Amount of proven reserves varies depending on available technology and prices. Peak Oil #4

Here is the Wikipedia definition of proven reserves, which is the same definition I’ve read elsewhere:

Proved reserves are those quantities of petroleum which, by analysis of geological and engineering data, can be estimated with a high degree of confidence to be commercially recoverable from a given date forward, from known reservoirs and under current economic conditions.

Here’s a short definition, from Hard Facts – An Energy Primer  provided by the Institute for Energy Research.

They are the estimated reserves that are easily accessible and recoverable with today’s technology and today’s oil prices.

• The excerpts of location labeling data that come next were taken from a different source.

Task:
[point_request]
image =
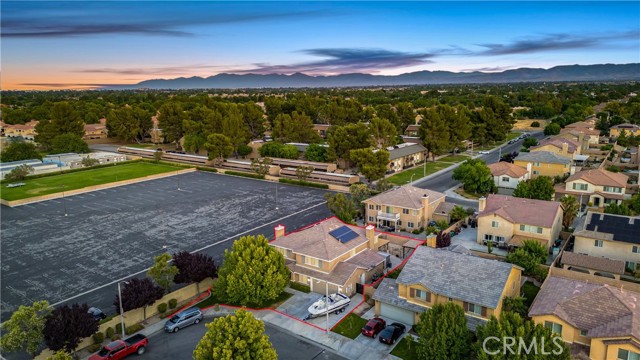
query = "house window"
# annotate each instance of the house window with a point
(556, 328)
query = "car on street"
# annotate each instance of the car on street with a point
(391, 333)
(373, 327)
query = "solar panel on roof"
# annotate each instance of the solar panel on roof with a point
(343, 234)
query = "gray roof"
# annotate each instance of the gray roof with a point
(464, 277)
(543, 157)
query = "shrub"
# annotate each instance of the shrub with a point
(162, 308)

I’ve been using Daniel Yergin’s Wall Street Journal article There Will Be Oil as the jumping off point to explain that the concept of ‘peak oil’ is invalid. See previous posts here, here, and here.

Here is the crux of the issue, from Mr. Yergin:

The idea of “proved reserves” of oil isn’t just a physical concept, accounting for a fixed amount in the “storehouse.” It’s also an economic concept: how much can be recovered at prevailing prices. And it’s a technological concept, because advances in technology take resources that were not physically accessible and turn them into recoverable reserves.

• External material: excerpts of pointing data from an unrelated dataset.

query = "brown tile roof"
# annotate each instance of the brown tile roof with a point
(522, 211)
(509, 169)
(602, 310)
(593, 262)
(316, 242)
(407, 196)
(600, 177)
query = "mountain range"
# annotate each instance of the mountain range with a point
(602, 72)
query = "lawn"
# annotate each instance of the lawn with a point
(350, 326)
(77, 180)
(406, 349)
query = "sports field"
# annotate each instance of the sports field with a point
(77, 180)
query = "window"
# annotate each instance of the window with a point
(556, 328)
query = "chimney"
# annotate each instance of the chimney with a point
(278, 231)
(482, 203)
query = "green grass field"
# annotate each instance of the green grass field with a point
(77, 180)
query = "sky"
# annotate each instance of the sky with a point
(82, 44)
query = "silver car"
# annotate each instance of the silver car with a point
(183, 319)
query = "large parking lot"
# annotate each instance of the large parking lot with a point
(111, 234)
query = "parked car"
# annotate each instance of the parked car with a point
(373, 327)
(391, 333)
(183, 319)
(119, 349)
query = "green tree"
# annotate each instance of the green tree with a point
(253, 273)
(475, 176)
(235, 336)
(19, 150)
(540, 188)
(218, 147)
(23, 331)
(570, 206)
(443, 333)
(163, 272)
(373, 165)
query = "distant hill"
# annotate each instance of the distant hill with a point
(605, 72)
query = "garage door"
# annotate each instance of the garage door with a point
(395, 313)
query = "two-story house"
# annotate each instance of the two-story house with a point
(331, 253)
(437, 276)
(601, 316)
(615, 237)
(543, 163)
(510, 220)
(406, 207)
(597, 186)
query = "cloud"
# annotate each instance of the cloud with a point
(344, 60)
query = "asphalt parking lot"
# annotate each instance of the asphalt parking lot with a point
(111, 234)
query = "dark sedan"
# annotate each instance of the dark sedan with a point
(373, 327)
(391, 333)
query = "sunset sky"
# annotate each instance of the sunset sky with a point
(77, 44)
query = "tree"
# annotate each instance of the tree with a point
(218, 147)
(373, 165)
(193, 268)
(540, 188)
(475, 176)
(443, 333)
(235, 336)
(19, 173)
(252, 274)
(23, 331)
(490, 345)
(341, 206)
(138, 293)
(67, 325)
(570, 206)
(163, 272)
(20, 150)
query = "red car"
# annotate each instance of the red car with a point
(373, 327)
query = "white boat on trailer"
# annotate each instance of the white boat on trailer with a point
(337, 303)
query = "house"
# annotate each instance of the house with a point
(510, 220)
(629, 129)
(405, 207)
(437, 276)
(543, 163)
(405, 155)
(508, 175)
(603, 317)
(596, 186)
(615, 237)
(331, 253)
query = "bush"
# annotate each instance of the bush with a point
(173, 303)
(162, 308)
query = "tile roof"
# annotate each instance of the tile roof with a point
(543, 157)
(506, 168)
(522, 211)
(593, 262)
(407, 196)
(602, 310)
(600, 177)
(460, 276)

Here are at least four ideas from the definition of proved reserves that thoroughly discredit the peak oil silliness:

  • Rising prices make more oil feasible to recover.
  • Discovery of fields today that we didn’t know about yesterday means there’s more oil.
  • New technology makes it possible to recover oil that we could not have touched before.
  • Mr. Yergin points out that as a new field is developed, the geologists regularly realize there is far more oil in the field than they thought.

And that ignores the demand side.

Could anything actually cause oil production to drop? Sure.

Mr. Yergin provides a few possibilities:

Wars and civil wars, social turmoil and political upheavals, regional conflict, corruption and crime, mismanagement of resources—all of these can affect not only current production but also investment and future prospects. Environmental and climate policies can alter the timing and scale of development, as can geopolitics and politics within oil-producing countries.

What’s the common thread of all the things that could disrupt oil production? Political and social leaders inside countries and across borders.  Our cultural leadership collectively can drive down oil production, not because there’s no oil there, or it’s not technically possible to get it, or it’s not economical to pull out.  They can limit oil production because of decisions they make.  It is a choice.

Apart from political and cultural leaders choosing to shut down energy production, the amount of proven reserves depends on what technology we have today and what the prices are.

Better and more creative technology? More oil.

Higher prices? Lots more oil.

The available oil is not fixed. It is not declining.